November 25, 2009
Worked all afternoon yesterday on the the Blazing Pols illustration. After some 35 sketches, finally got a decent looking drawing of a gunfighting elephant at about two:
Utilizing the old spreading-lead-on-the-back-of-tracing-paper trick, I transferred that sketch to an expensive sheet of Essdee Scratchboard ($22 a sheet) and laid in the fightingi elephant and the head of the dying jackass:
So far, so good (yes, I changed the derby into an Uncle Sam hat because I knew that Dan The Man will probably want to carve that hat and put it in front of the True West logo). Unfortunately I had drawn myself into a corner (something I'm very good at). Although the editorial style cartoon I'm emulating harkens to the 1890s and early 1900s, the fight itself took place in 1871, so now I'm facing a dilemma. If an editorial cartoonist was drawing a cartoon of a fight that took place thirty years earlier, would he make the weapons authentic to that time? Perhaps, but this is supposed to be an allegorical representation of the fight, like you would see in a daily newspaper.

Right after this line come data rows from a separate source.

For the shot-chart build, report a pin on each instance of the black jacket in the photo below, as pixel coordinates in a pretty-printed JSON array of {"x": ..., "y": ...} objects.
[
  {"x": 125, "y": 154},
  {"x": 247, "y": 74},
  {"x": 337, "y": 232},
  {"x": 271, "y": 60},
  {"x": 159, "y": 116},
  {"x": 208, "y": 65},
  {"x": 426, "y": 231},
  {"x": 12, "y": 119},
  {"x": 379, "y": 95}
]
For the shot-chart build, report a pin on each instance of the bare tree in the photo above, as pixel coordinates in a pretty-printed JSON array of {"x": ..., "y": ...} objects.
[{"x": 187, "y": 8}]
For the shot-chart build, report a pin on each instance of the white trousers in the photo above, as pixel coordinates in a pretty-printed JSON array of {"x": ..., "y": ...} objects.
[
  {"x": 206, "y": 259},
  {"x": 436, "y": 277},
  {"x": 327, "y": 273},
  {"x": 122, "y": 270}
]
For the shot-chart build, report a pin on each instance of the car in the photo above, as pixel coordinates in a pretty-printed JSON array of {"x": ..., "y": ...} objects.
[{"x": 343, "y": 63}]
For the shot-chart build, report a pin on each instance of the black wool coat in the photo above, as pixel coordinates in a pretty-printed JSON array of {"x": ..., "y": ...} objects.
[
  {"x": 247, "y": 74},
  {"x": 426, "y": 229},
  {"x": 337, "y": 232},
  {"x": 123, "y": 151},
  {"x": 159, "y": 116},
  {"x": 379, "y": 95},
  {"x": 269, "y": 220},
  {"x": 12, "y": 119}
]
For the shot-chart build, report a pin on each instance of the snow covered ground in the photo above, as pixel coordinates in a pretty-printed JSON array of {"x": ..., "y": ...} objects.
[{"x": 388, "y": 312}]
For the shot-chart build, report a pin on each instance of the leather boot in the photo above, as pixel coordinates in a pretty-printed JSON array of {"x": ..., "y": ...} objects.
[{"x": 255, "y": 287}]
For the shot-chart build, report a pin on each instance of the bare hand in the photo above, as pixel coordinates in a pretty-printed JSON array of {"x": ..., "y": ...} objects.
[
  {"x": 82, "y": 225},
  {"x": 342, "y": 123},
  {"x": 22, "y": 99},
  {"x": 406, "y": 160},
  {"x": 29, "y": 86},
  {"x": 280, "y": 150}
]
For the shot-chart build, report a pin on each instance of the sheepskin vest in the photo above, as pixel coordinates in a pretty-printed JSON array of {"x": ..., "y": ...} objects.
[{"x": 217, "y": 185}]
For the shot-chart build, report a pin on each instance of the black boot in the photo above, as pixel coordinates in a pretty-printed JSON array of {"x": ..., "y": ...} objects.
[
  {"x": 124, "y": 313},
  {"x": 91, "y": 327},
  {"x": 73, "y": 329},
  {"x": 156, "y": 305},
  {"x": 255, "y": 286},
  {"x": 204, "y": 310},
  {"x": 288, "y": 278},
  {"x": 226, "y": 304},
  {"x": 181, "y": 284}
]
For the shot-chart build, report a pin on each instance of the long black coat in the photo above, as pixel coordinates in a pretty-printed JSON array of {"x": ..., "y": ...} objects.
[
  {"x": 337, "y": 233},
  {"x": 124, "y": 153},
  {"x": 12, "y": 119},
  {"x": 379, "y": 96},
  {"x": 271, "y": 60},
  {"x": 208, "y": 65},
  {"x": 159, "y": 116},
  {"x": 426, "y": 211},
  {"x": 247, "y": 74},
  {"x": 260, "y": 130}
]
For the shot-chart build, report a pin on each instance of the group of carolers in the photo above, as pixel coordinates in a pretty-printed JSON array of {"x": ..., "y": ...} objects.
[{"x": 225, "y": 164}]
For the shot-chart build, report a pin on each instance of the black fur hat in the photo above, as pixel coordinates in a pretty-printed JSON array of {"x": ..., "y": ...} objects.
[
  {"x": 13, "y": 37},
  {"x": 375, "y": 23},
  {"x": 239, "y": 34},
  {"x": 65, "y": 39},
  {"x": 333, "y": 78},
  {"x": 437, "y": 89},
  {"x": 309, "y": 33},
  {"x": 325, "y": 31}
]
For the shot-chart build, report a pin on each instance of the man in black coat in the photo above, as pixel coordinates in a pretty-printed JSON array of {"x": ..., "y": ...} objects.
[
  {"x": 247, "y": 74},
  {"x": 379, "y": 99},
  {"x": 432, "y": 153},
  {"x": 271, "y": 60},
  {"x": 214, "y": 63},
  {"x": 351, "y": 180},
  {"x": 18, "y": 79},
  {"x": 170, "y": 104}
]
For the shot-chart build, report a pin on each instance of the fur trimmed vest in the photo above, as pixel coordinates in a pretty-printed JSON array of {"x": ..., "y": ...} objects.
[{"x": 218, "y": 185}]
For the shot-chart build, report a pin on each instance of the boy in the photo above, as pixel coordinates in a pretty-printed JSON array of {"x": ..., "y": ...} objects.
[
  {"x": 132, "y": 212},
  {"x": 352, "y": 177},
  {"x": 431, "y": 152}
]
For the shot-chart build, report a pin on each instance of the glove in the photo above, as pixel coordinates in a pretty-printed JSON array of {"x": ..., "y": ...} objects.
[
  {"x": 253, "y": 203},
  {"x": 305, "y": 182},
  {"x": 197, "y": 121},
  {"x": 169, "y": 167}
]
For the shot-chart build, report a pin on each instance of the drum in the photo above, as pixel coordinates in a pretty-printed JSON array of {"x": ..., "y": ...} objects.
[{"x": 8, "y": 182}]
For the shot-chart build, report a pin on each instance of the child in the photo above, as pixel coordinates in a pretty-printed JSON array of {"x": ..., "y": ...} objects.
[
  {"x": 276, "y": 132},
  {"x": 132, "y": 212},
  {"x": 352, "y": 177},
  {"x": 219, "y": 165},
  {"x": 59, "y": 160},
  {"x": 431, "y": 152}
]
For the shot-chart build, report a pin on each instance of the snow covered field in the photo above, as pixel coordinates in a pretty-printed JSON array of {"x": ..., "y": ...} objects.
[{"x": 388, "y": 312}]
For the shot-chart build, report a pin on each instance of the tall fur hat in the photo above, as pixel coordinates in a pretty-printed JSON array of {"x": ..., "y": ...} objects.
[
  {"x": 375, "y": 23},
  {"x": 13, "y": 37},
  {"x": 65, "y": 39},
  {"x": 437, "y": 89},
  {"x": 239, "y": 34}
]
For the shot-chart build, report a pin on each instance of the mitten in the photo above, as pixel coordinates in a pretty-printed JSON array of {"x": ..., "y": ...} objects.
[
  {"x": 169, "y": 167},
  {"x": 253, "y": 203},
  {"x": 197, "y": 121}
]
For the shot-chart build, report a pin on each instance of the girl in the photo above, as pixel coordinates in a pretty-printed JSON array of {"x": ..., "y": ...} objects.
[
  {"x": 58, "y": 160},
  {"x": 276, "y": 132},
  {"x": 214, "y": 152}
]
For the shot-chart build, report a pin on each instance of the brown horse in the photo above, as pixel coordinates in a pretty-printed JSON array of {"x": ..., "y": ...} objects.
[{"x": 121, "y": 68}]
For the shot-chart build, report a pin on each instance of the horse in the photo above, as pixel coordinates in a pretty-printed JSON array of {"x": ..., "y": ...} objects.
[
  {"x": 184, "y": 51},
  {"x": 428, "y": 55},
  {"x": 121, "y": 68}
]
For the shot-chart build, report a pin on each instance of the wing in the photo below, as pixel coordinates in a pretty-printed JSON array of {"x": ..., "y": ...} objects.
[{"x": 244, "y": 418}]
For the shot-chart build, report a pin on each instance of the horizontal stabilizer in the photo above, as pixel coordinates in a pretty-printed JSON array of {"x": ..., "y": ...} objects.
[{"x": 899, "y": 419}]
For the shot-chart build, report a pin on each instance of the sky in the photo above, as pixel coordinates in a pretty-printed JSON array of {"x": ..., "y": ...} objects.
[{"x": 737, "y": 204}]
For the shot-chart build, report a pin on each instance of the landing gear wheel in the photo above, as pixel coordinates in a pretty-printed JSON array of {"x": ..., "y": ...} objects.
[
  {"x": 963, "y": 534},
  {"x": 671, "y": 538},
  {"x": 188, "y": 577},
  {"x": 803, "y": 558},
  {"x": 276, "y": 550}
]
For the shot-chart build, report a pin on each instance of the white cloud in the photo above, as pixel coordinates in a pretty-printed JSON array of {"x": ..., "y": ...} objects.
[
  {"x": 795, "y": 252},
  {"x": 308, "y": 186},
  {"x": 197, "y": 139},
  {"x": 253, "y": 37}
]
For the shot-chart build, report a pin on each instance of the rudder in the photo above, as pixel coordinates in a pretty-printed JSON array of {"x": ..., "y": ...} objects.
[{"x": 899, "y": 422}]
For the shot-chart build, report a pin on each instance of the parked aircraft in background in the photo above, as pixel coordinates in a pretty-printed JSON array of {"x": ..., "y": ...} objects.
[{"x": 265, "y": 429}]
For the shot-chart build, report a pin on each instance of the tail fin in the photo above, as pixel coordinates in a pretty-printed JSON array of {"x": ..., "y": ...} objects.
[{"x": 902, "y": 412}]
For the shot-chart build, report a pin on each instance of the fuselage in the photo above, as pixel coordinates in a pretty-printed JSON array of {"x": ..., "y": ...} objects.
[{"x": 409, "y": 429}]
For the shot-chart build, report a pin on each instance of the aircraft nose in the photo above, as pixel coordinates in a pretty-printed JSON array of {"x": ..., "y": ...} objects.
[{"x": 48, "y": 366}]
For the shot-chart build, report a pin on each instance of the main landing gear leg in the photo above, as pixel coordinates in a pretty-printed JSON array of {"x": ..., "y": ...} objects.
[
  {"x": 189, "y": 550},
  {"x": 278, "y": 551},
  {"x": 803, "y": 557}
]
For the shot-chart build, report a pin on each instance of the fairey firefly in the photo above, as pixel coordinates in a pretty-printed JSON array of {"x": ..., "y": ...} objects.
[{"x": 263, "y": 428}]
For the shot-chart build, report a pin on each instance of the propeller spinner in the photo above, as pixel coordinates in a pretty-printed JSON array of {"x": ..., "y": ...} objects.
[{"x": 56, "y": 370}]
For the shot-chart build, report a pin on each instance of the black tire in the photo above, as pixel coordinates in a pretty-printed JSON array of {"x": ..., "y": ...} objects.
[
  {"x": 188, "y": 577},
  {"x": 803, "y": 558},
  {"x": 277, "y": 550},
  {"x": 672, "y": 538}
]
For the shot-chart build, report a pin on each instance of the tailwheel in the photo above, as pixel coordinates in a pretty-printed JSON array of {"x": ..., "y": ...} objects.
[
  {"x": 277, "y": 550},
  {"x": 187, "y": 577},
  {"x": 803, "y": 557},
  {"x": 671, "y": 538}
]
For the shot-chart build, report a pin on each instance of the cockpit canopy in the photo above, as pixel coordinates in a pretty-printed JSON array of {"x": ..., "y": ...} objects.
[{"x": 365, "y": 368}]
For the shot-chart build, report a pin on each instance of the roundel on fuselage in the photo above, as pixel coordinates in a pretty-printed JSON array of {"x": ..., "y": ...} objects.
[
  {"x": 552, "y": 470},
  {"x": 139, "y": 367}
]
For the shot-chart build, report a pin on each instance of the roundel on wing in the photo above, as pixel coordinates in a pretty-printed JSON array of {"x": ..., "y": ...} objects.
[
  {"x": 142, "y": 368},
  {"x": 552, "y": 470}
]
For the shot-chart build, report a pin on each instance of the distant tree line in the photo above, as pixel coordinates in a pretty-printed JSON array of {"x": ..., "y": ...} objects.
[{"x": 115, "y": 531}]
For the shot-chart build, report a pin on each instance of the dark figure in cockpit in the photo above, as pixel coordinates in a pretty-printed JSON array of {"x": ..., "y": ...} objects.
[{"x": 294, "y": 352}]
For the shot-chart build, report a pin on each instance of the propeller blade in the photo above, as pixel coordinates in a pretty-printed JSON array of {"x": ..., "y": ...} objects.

Still, this is True West, so I opted for a percussion Colt as the jackass's weapons:
Rather than blunder onto the Essdee Scratchboard and try and fake my way through the pistol grips and frock coat folds, I decided to go into work this morning and have our production manager Robert Ray take a model jackass out in the back and pose those effects:
Now that is one fine jackass pose.
"He was grinnin' like a jackass eatin' prickly pear."